No comunicado, a Fed destaca que os Estados Unidos entraram nesta fase com uma base sólida, mas reconhece, no entanto, que a economia vai sofrer uma travagem brusca. Para Sebastien Galy, estratega sénior de estratégia macroeconómica da Nordea AM, Powell está a adiantar-se ao mercado que esperava quatro cortes de taxas na próxima reunião. Isto tem várias consequências, na sua opinião. Se os mercados o veem como uma reação de pânico, não será positivo para as ações. Os bancos vão sofrer com uma curva muito baixa e plana ainda que no curto prazo deverão beneficiar de estar longos no Tesouro americano.
Além das taxas a 0% serem um alívio direto para as condições de financiamento, analisaremos os outros pontos que abordaram este domingo. Joachim Fels, assessor económico global da PIMCO, explica dois pontos-chave:
- O mercado do Tesouro americano, geralmente muito líquido deu sinais de dificuldades durante a última semana.
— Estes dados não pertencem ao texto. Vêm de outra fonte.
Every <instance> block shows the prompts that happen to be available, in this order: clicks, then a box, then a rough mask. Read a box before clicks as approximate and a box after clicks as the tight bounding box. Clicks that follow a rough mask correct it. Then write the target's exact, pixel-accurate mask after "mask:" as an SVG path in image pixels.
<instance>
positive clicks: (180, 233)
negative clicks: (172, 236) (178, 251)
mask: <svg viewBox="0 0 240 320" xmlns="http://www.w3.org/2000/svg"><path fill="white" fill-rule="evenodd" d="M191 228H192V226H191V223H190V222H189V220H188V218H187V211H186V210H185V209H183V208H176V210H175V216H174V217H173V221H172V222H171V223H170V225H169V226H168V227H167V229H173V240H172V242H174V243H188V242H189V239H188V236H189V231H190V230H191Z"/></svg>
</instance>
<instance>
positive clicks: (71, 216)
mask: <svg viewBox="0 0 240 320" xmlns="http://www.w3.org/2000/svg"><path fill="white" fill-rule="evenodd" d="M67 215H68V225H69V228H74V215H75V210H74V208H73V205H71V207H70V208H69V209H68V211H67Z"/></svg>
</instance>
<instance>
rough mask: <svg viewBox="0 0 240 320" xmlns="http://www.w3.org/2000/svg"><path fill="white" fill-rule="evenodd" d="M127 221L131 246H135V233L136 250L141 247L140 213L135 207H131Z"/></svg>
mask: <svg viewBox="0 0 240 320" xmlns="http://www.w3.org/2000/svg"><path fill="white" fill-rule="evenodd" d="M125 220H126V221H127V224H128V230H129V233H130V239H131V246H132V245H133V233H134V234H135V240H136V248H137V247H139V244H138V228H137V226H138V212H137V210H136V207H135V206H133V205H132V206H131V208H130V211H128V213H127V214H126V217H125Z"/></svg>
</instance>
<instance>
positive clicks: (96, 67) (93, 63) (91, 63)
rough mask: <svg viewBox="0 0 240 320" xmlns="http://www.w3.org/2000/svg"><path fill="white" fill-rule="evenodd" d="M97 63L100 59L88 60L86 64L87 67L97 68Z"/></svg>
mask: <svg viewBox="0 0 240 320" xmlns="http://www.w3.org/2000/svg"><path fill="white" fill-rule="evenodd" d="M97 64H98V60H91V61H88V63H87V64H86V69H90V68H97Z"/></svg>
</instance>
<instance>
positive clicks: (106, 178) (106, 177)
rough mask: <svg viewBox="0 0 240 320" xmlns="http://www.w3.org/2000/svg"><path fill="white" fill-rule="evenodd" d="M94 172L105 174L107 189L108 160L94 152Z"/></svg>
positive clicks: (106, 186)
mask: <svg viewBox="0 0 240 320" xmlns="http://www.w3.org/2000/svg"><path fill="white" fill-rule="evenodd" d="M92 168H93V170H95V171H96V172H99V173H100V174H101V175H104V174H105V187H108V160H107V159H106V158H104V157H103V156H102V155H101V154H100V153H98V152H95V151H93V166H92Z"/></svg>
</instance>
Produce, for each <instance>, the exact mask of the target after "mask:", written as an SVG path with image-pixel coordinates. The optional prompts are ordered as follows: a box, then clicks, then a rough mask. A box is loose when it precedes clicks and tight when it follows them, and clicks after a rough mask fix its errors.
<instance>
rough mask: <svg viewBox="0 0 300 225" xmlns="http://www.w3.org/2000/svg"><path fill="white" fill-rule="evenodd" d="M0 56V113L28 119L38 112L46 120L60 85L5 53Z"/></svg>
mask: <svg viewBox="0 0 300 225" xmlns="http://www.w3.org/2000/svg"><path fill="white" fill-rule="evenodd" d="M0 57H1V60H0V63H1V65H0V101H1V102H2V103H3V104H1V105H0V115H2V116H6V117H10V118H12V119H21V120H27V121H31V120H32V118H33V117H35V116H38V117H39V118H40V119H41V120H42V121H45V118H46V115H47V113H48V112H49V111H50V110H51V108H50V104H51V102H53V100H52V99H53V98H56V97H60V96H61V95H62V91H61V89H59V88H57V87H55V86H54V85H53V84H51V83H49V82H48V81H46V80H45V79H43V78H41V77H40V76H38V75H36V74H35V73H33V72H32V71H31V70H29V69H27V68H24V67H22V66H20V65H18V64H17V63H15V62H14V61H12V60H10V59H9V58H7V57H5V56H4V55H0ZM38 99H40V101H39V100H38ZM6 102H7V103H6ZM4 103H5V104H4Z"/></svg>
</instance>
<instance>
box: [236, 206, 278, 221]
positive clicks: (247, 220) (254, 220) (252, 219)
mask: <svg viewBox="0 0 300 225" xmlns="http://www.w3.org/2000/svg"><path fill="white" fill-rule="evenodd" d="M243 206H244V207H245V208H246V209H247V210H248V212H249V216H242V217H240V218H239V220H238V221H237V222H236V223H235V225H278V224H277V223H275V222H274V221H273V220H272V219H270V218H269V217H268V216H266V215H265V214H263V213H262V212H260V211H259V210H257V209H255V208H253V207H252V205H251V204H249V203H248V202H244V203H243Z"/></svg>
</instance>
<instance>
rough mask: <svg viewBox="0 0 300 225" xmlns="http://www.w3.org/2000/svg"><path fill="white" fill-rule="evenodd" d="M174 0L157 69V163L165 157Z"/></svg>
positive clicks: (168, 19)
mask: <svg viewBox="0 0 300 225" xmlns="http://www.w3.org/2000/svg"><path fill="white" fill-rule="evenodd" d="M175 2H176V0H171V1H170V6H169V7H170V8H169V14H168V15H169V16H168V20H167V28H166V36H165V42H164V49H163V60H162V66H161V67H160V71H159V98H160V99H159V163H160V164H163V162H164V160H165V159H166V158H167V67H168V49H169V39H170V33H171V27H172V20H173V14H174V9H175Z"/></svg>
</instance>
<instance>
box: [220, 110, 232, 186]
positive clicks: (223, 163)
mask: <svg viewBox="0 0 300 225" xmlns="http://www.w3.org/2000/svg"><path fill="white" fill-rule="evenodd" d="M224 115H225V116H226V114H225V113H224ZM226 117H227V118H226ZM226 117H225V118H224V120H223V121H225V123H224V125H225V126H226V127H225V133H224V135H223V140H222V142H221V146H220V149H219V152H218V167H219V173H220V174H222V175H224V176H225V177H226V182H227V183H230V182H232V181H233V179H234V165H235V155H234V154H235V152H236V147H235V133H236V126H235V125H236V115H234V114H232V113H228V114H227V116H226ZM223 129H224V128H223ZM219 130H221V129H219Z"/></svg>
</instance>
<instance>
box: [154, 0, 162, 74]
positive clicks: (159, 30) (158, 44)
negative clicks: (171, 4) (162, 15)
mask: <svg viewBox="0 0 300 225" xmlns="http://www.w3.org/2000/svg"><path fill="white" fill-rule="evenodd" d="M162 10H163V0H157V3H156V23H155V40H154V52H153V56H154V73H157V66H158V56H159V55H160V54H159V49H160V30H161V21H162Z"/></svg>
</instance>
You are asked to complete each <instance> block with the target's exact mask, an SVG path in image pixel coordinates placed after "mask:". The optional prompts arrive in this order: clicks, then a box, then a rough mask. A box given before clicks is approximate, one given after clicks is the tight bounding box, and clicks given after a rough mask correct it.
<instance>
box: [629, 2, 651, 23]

Segundo explica, deve-se ao facto de muitos investidores alavancados tentarem desfazer-se de algumas estratégias de trading, ou seja, vendendo (ou tentando fazê-lo) grandes quantidades de obrigações do Tesouro num momento no qual os dealers primários operam com limites de balanço muito apertados. A Fed voltar a comprar dívida governamental americana é o primeiro passo para ajudar a aliviar essa liquidez.
- Quanto à compra de MBS (cédulas hipotecárias) Fels também o interpreta como uma ferramenta efetiva de transmissão da política monetária. Segundo notaram na PIMCO há semanas, o facto de FED ter deixado de recomprar os MBS tinha provocado um alargamento dos seus spreads face ao Tesouro, o que travava a transmissão completa de taxas mais baixas a quem tivesse hipotecas.
São medidas necessárias, mas como já vai sendo uma tónica habitual cada vez que saem para os mercados os banqueiros centrais, as gestoras internacionais insistem em pedir mais dos governos. “Agora depende da política fiscal atuar ativamente para limitar o risco e encarregar-se da diminuição da atividade económica que se avizinha nos Estados Unidos. A probabilidade de escapar de uma recessão americana agora é limitada”, vaticina Philippe Waechter, chefe de Investigação Económica da Ostrum AM (Natixis AM).